Handshakes, speeches and phone calls kept New Jersey's leading gubernatorial candidates busy Thursday as they entered the final days before next week's primary.
Sen. Jon Corzine focused on a traditional Democratic constituency and gave a speech to a union group that endorsed him.
Doug Forrester, one of two Republican front-runners, held a press conference outside the Newark Housing Authority and called on federal authorities to take over the embattled agency.
Bret Schundler, his chief GOP competitor, spent the day phoning volunteers with pep talks and appealing to donors for last-minute infusions of campaign cash.
By midafternoon, the Schundler camp also launched an e-mail blitz that sent four of the candidate's new television commercials to his most loyal Republican supporters. The campaign simultaneously posted the TV spots on PoliticsNJ.com, the state's most popular Web site for political junkies.
Clicking on the "thumbnail" commercials embedded in the e-mails or on the Web ads sent Web surfers to the former Jersey City mayor's official campaign site.
"In the last two hours, we've had 68,000 hits," Bill Pascoe, Schundler's communications director, said at about 5:30 p.m.
Whistle-stops at public transportation facilities also were popular with the candidates Thursday.
Corzine began the day greeting commuters at the Montclair train station. At noontime, he stepped onto a podium inside New Jersey Transit's Secaucus Junction rail station before a crowd of nearly 100 enthusiastic union members.
"I'm an old, washed-up laborer," Corzine said and the crowd cheered.
Corzine explained that he was referring to a college job.
"They used to call us hod carriers in those days," he said.
The Democratic candidate said that if elected governor, he would support big public works construction projects that would be built by union laborers. Building the Xanadu entertainment and retail development in the Meadowlands, erecting schools and finishing New Jersey Transit's Hudson-Bergen Light Rail would help fuel the economy and underwrite his plan to increase property tax rebates, Corzine said.
After he finished, William T. Mullen, president of the New Jersey State Building and Construction Trades Council - which represents more than 150,000 workers - took the microphone to exhort his members to campaign for the senator. He also implored them to dismiss attacks on the Democrat's political record.
"Now we have to go out and get to work - so don't listen to this propaganda ... that's out there," Mullen said.
Forrester began his day shaking the hands of commuters boarding ferries in Belford, Monmouth County, for the trip to Manhattan.
He then moved on to Newark, where he made his call for a federal takeover of the Housing Authority, saying it is rife with mismanagement. He said the use of agency money to finance an arena for the New Jersey Devils is a bad use of public funds.
Forrester tried, however, not to offend hockey fans.

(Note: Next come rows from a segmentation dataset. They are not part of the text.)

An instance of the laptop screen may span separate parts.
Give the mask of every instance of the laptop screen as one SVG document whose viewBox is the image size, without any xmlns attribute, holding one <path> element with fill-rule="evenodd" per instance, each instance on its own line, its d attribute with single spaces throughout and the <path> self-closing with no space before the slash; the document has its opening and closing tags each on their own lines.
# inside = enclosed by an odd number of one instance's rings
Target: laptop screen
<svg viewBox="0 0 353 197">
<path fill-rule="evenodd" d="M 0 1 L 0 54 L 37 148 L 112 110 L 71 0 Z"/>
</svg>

"Now, I like hockey," he insisted.
He also announced he had set up a second campaign Web site devoted to pointing out "waste, fraud and abuse" in New Jersey government.
Forrester, a former West Windsor mayor and owner of a prescription benefits management firm, said corrupt officials and government mismanagement were responsible for the state's high property taxes.
"The kind of waste, fraud and abuse I'm talking about is costing us billions of dollars," Forrester said.
A poll earlier this week showed Forrester pulling ahead of Schundler among GOP primary voters. Both men hold large leads over five other challengers.
They are Todd Caliguire, a former Bergen County freeholder; Assemblyman Paul DiGaetano of Nutley; Bogota Mayor Steve Lonegan; John Murphy, a Morris County freeholder; and Robert Schroeder, a Washington Township councilman.